Fantasy Novella Review: Every Heart a Doorway by Seanan McGuire

Seanan McGuire is one of those authors with the combination of popularity and prolific production that makes them hard not to hear recommended. And yet I hadn’t actually read any of her work going into this year’s attempts to read the Hugo finalists. Her Come Tumbling Down—the fifth installment in the Wayward Children series—was nominated for Best Novella, and I figured that if I wanted the context to judge it fairly, I had better start with the series opener, Every Heart a Doorway

The Wayward Children series takes place in a world much like ours, but with hidden (and often unstable) portals to various other universes—Fairy Worlds, Underworlds, etc. And when regular human children come back from adventures in other worlds, their families hear their tales as breaks from reality. Enter Eleanor West, an adult who had gone through a portal herself as a child and has taken it upon herself to open a boarding school for teenagers struggling with the return to their home worlds. But soon after her school gets a new resident, recently returned from the Land of the Dead, students start dying, and Eleanor and her charges must find the culprit before there’s no one left to save. 

I’ve read a number of fantasy mysteries lately, and this one reminds me of The Imaginary Corpse in that the mystery—despite taking the bulk of the plot—doesn’t feel like the point of the story. It’s competently done but not really anything special. Rather, Every Heart a Doorway is primarily a story of various teenagers working through the trauma of returning from worlds they had loved and learning to build relationships with people who had journeyed to other worlds. We get context for each character through their stories of life on the other side of the portals, and we see how those shaping experiences generate conflict both with their environment and their fellows.

The background worldbuilding is the standout aspect of the novella, with the concept capturing the magic of portal fantasies and providing rich, albeit limited descriptions of more than a few worlds. But the character dynamics are a close second, with conflicts both internal and interpersonal that feel totally compelling given each character’s history. The tone of the novella is a bit more enraptured with individualism than I’d personally prefer, and I’m not sure the character progression quite supports the final aspect of the ending, but the portal magic and the character work are enough to drive a very good novella despite an unremarkable mystery and a sudden ending. 

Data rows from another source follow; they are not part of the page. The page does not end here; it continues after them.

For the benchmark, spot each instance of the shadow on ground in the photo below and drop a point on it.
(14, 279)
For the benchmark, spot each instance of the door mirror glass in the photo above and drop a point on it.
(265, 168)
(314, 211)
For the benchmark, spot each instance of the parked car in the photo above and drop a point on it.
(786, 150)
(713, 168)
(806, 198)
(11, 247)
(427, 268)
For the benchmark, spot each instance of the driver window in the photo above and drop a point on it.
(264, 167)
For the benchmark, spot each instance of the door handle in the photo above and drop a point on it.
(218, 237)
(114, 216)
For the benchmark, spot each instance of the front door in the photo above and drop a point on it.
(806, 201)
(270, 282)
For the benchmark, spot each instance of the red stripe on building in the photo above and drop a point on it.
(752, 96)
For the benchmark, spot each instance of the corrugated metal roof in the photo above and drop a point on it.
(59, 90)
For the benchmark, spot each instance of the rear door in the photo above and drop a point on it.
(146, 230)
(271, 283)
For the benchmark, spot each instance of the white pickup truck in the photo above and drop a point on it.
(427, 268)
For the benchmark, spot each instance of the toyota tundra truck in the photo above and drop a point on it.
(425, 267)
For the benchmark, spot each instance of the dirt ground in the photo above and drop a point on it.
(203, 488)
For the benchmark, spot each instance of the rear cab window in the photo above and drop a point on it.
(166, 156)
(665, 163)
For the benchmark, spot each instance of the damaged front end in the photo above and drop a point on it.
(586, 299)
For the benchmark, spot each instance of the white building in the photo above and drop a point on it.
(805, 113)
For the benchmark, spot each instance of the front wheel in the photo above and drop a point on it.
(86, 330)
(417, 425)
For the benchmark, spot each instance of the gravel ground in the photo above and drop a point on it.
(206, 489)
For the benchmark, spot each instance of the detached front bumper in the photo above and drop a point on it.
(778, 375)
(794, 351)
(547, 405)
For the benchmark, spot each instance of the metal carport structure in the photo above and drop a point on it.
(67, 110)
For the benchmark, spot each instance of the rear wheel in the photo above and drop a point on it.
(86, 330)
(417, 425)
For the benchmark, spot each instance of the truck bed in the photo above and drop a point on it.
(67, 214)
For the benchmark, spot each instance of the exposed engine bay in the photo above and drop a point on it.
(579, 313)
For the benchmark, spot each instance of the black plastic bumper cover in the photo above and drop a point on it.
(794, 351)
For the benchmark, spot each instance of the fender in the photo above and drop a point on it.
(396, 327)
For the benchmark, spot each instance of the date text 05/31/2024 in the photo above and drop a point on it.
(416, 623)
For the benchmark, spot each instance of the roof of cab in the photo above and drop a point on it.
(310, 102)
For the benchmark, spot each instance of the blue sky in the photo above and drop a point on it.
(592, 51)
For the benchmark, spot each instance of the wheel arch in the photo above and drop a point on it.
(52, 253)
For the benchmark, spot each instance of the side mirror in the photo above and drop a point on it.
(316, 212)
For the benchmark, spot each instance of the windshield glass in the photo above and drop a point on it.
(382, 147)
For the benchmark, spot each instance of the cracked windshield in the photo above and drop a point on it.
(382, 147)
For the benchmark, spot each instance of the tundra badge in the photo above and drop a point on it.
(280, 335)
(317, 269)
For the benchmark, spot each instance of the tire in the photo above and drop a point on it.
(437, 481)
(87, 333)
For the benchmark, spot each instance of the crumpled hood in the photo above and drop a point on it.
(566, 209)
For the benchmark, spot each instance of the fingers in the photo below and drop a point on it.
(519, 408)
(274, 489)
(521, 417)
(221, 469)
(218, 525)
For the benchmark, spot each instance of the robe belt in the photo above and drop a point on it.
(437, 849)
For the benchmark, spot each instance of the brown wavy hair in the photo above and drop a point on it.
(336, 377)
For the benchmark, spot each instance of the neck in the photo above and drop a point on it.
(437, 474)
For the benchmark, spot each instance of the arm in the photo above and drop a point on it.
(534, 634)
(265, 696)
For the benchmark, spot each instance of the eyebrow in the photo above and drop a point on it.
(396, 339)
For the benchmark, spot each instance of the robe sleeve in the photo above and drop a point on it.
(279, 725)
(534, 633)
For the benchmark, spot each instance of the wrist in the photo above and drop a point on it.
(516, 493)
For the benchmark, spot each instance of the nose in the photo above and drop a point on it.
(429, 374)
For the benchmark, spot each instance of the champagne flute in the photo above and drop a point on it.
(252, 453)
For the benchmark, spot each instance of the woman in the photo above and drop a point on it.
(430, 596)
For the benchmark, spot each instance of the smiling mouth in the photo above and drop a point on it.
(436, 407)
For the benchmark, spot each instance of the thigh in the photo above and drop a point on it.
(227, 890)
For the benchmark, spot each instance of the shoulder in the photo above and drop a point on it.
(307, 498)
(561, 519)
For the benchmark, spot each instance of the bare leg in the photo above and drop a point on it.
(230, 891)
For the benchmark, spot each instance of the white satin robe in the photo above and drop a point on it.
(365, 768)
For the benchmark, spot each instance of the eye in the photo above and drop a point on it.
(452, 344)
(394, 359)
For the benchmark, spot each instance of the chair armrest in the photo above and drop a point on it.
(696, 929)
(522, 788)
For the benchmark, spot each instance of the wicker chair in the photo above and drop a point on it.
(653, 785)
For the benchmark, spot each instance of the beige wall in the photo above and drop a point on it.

Recommended if you like: portal fantasies, teenagers working through personal and interpersonal trauma. 

Can I use it for Bingo? Yes, for a number of squares. It fits hard mode for Trans/NB Character, Found Family, and arguably Genre Mashup (portal fantasy, murder mystery, magic school). It also has Chapter Titles and could certainly be a Comfort Read for some, despite the murdering. 

Overall rating: 15 of Tar Vol’s 20. Four stars on Goodreads.